Re: review of LCC documents as of 26 December 2002 from Dave Beckett on 2003-01-07 (www-rdf-comments@w3.org from January to March 2003)

From: Dave Beckett <dave.beckett@bristol.ac.uk>
Date: Tue, 07 Jan 2003 12:40:53 +0000
To: "Peter F. Patel-Schneider" <pfps@research.bell-labs.com>
cc: www-rdf-comments@w3.org
Message-ID: <23130.1041943253@hoth.ilrt.bris.ac.uk>
>>>"Peter F. Patel-Schneider" said:
> 
> Integrated Review of the RDF Core WG LCC Documents (as of 26 December 2002)
> 
> 
> This review is the result of reading the RDF Core WG LCC Documents as they
> existed on 26 December 2002.  

<snip/> 


> RDF/XML Syntax Specification (Revised) Editor's version of W3C Working
> Draft XX Month YYYY
> 
> Section 2: 
> 
> It would be better to state up front that this section is non-normative,
> instead of making it subordinate to sections 6 and 7.  In particular, what
> happens if section 6 and 7 are silent on some point?  Does this make this
> section normative? 

This section has useful examples that are correct rdf/xml as well as
explaining the ideas that the grammar uses such as node element,
property element, etc.  If there are specific things 6 & 7 are silent
on that you need clarifying, please list them.

> Section 5: 
> 
> What does it mean for a namespace to contain a set of names?  How is this
> regulated in RDF?  Can the owner of any namespace close off the namespace?
> How can this be done in RDF?  Without answers to these questions, saying
> that the RDF namespace contains only a certain set of names doesn't make
> sense.

  [Definition:] An XML namespace is a collection of names, identified
  by a URI reference [RFC2396]

  -- http://www.w3.org/TR/1999/REC-xml-names-19990114/

The RDF namespace given here is just such an XML Namespace - a
collection of names identified by a URI reference.  Section 5.1 tells
you what the names are by listing them along with a rule for the
constructed ones of the _n form and gives you the URI reference.

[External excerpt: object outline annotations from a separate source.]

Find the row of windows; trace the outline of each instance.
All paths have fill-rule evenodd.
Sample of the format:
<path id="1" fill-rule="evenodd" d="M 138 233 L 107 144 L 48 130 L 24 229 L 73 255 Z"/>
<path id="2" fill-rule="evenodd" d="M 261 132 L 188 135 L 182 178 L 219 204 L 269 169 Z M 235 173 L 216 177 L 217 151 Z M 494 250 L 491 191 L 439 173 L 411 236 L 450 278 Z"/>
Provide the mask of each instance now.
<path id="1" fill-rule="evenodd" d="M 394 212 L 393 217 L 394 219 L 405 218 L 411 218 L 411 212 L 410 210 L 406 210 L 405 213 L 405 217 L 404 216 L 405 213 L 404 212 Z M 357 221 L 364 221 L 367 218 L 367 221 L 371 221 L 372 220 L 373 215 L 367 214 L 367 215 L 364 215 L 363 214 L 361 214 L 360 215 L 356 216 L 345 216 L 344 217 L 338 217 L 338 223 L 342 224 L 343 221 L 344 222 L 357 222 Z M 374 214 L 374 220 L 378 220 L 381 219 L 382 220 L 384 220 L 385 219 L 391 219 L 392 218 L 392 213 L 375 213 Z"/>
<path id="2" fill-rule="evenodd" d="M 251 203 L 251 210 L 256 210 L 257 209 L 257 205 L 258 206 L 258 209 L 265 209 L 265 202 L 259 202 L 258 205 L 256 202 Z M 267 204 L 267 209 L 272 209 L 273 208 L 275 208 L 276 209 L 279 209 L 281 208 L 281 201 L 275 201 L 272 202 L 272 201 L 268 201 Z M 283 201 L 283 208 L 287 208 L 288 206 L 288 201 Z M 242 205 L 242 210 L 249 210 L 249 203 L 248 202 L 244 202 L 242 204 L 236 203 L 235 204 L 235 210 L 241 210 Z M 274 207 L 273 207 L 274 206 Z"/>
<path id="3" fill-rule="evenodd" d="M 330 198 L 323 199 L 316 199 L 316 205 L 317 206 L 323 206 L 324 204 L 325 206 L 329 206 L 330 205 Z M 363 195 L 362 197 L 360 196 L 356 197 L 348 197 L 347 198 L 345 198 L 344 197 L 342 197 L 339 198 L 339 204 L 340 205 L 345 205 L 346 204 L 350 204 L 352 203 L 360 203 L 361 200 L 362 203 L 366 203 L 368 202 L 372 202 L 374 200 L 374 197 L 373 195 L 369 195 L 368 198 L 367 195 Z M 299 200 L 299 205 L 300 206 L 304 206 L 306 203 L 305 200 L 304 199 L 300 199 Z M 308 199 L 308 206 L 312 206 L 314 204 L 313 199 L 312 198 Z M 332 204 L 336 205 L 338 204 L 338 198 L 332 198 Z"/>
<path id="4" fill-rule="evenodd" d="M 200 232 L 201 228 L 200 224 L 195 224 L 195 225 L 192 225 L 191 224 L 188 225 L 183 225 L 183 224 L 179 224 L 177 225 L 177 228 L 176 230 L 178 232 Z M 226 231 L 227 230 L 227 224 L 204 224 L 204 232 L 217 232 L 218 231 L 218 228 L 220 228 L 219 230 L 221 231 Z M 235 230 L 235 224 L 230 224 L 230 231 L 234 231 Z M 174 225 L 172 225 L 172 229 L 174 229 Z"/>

The other questions are best directed at what XML namespaces are
about since the RDF model does not have a concept of namespaces.

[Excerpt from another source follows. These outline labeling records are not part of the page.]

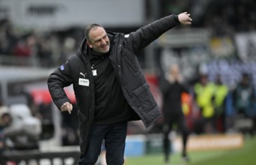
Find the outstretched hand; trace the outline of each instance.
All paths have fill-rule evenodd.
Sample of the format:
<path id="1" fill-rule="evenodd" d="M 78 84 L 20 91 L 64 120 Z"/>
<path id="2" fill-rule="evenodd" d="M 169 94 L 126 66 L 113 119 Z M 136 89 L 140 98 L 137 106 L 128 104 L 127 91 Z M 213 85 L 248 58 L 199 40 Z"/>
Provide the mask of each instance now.
<path id="1" fill-rule="evenodd" d="M 181 13 L 178 14 L 178 21 L 181 25 L 190 25 L 192 22 L 192 19 L 190 17 L 190 14 L 187 12 Z"/>
<path id="2" fill-rule="evenodd" d="M 70 104 L 70 103 L 69 103 L 69 102 L 66 102 L 66 103 L 63 104 L 63 105 L 62 105 L 62 106 L 60 107 L 61 112 L 68 111 L 69 114 L 71 114 L 72 110 L 73 110 L 73 106 L 72 106 L 72 104 Z"/>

> The container property names are not of the form _n where n is a positive
> integer, they are of the form _n where n is a  base-10 numeral without
> leading zeros that represents a positive integer. 

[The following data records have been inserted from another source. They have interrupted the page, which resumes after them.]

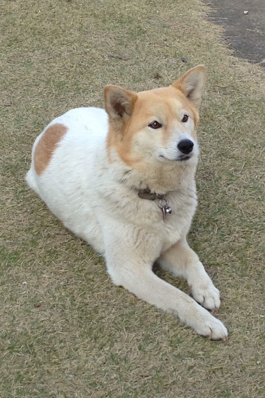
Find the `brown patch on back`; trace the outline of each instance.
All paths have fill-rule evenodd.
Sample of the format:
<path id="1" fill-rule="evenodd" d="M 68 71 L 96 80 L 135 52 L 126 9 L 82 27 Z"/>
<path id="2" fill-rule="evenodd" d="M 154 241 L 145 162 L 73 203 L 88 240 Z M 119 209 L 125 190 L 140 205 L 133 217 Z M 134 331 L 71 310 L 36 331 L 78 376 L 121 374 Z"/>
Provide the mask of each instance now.
<path id="1" fill-rule="evenodd" d="M 49 127 L 38 142 L 33 156 L 34 167 L 39 176 L 49 164 L 57 144 L 68 130 L 64 125 L 57 123 Z"/>

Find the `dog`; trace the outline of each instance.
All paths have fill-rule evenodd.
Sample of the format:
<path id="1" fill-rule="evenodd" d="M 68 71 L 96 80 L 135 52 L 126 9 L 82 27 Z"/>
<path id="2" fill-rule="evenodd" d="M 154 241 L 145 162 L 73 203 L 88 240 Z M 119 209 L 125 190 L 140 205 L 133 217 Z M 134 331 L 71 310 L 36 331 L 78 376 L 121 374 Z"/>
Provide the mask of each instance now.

Not just positive; 0 is forbidden.  How about
  "where n is a decimal integer greater than zero with no leading zeros"

> The statement that other names from the RDF namespace can be used goes
> against the idea of a closed RDF namespace and also against certain
> comments from the RDF Core WG.  However, it appears to be much closer to
> historical truth than these other statements.  

The WG considered that new names have been added to the RDF Namespace
since RDF M&S, and older systems wouldn't expect them (see the 5.1
Notes).  The WG decided that unrecognised names would be accepted but
applications should warn that they are unknown to this specification.
Any such names will likely match property element and property
attribute productions in the grammar rules and then appear in triples.


> The method for ensuring that there are no clashes between generated blank
> node identifiers and blank node identifiers made from rdf:nodeID attribute
> values requires a complete pass over the document before any blank node
> identifier can be generated.  This is the case because these two sets use
> the same set of identifiers and any element of this set can be made from an
> rdf:nodeID attribute value.  This problem has been pointed out before but
> has not yet been fixed.  The only change has been to add a resolution
> method to this section that is not actually allowable from the grammar
> rules in Section 7. 

It has been noted and fixed.  

Generated blank node identifiers are done by the
generated-blank-node-id() notation which says:
   "A string value for a new distinct generated Blank Node
   Identifiers as defined in section 5.2 Identifiers." 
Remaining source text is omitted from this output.